Our amended and restated certificate of incorporation authorizes us to issue up to 200,000,000 shares of common stock, par value $0.001 per share, and 10,000,000 shares of preferred stock, par value $0.001 per share. All of our authorized preferred stock is undesignated. The following is a summary of the rights of our common stock and preferred stock and some of the provisions of our amended and restated certificate of incorporation and amended and restated bylaws and of the Delaware General Corporation Law. This summary is not complete. For more detailed information, please see our amended and restated certificate of incorporation and amended and restated bylaws, which are filed as exhibits to the registration statement of which this prospectus is a part, as well as the relevant provisions of the Delaware General Corporation Law.

Common Stock

Voting

Our common stock is entitled to one vote for each share held of record on all matters submitted to a vote of the stockholders, including the election of directors, and does not have cumulative voting rights. Accordingly, the holders of a majority of the shares of our common stock entitled to vote in any election of directors can elect all of the directors standing for election.

Dividends

Subject to preferences that may be applicable to any then outstanding preferred stock, the holders of common stock are entitled to receive dividends, if any, as may be declared from time to time by our board of directors out of legally available funds.

Liquidation

In the event of our liquidation, dissolution or winding up, holders of our common stock will be entitled to share ratably in the net assets legally available for distribution to stockholders after the payment of all of our debts and other liabilities, subject to the satisfaction of any liquidation preference granted to the holders of any outstanding shares of preferred stock.

Rights and Preferences

Holders of our common stock have no preemptive, conversion or subscription rights, and there are no redemption or sinking fund provisions applicable to our common stock. The rights, preferences and privileges of the holders of our common stock are subject to, and may be adversely affected by, the rights of the holders of shares of any series of our preferred stock that we may designate and issue in the future.

Preferred Stock

Our board of directors has the authority, without further action by the stockholders, to issue up to 10,000,000 shares of preferred stock in one or more series, to establish from time to time the number of shares to be included in each such series, to fix the rights, preferences and privileges of the shares of each wholly unissued series and any qualifications, limitations or restrictions thereon and to increase or decrease the number of shares of any such series, but not below the number of shares of such series then outstanding.
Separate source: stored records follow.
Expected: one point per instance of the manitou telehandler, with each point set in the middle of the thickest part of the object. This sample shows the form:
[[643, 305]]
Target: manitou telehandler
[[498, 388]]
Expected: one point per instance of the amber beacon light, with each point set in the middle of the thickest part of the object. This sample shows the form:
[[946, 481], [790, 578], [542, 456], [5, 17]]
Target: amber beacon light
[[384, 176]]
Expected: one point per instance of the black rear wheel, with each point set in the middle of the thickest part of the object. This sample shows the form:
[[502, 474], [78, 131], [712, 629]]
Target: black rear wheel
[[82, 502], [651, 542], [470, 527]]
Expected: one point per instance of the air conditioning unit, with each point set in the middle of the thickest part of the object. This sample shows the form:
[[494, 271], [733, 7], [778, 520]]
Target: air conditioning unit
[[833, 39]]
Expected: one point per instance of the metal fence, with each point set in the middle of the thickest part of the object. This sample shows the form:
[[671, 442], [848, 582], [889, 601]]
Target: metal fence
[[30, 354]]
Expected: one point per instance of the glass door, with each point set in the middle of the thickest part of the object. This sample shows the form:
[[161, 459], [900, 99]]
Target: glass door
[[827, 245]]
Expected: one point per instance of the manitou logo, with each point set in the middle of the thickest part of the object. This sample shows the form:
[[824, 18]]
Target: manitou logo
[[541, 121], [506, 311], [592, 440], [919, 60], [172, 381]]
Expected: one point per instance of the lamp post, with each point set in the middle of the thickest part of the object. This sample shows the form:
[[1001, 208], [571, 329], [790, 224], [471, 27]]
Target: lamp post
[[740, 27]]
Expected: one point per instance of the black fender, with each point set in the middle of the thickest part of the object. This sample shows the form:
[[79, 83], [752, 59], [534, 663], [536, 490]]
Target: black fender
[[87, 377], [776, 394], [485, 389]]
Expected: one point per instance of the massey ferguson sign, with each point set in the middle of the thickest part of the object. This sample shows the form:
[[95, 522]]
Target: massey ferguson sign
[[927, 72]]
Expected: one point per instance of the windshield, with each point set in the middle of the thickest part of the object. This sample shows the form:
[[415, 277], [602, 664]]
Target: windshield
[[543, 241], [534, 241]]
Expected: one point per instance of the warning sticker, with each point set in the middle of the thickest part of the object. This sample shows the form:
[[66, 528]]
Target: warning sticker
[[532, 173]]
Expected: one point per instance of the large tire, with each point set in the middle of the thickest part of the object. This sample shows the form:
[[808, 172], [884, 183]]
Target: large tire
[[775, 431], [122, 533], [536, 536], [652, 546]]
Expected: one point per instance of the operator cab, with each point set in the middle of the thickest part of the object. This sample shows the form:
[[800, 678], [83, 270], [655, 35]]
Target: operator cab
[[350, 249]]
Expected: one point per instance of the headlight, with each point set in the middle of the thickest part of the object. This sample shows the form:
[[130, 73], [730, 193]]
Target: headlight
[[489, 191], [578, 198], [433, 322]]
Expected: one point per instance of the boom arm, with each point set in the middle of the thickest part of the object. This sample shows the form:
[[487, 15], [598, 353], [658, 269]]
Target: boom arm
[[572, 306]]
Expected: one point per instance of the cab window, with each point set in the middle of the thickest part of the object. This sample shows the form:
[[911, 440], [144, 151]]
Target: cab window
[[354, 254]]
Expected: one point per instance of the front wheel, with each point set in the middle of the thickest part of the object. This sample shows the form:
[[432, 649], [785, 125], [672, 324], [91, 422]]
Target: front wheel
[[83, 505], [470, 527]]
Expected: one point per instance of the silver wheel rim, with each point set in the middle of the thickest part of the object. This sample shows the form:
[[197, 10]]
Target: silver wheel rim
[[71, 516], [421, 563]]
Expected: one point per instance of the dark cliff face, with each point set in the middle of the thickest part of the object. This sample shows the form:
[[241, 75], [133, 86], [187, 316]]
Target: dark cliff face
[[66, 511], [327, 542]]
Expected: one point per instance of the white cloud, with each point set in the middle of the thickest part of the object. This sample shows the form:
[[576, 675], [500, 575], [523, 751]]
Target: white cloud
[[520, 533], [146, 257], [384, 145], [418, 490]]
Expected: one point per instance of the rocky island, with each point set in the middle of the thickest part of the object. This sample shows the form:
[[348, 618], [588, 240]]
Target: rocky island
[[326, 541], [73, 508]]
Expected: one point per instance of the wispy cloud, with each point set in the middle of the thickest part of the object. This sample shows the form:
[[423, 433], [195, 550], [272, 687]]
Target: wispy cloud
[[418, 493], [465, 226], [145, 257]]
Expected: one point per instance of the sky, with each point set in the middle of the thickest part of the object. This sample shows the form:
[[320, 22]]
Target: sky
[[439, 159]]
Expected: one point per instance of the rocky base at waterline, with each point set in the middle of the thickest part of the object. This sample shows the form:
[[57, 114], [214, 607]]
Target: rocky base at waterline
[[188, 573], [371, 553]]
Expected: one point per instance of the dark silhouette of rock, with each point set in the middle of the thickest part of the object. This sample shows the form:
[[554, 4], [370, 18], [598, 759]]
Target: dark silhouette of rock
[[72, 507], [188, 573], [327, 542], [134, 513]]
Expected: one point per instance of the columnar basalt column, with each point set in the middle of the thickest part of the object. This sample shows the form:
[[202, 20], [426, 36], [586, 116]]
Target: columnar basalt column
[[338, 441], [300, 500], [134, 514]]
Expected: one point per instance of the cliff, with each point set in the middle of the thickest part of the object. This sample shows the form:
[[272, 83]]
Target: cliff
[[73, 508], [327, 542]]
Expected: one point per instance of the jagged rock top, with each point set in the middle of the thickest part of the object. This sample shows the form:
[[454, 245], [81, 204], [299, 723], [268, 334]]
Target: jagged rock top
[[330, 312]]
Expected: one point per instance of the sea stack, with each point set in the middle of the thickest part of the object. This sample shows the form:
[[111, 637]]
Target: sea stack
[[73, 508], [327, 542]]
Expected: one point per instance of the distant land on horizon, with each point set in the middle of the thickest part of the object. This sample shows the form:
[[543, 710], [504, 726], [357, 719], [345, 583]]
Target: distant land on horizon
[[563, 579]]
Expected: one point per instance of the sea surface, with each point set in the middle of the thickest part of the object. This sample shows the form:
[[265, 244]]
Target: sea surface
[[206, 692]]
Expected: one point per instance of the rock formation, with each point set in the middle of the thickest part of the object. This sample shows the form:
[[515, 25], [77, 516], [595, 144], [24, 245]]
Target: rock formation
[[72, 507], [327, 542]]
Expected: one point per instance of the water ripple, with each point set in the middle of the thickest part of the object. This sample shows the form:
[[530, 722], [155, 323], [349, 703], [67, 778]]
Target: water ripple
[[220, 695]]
Our board of directors may authorize the issuance of preferred stock with voting or conversion rights that could adversely affect the voting power or other rights of the holders of the common stock. The issuance of preferred stock, while providing flexibility in connection with possible acquisitions and other corporate purposes, could, among other things, have the effect of delaying, deferring or preventing a change in our control that may otherwise benefit holders of our common stock and may adversely affect the market price of the common stock and the voting and other rights of the holders of common stock.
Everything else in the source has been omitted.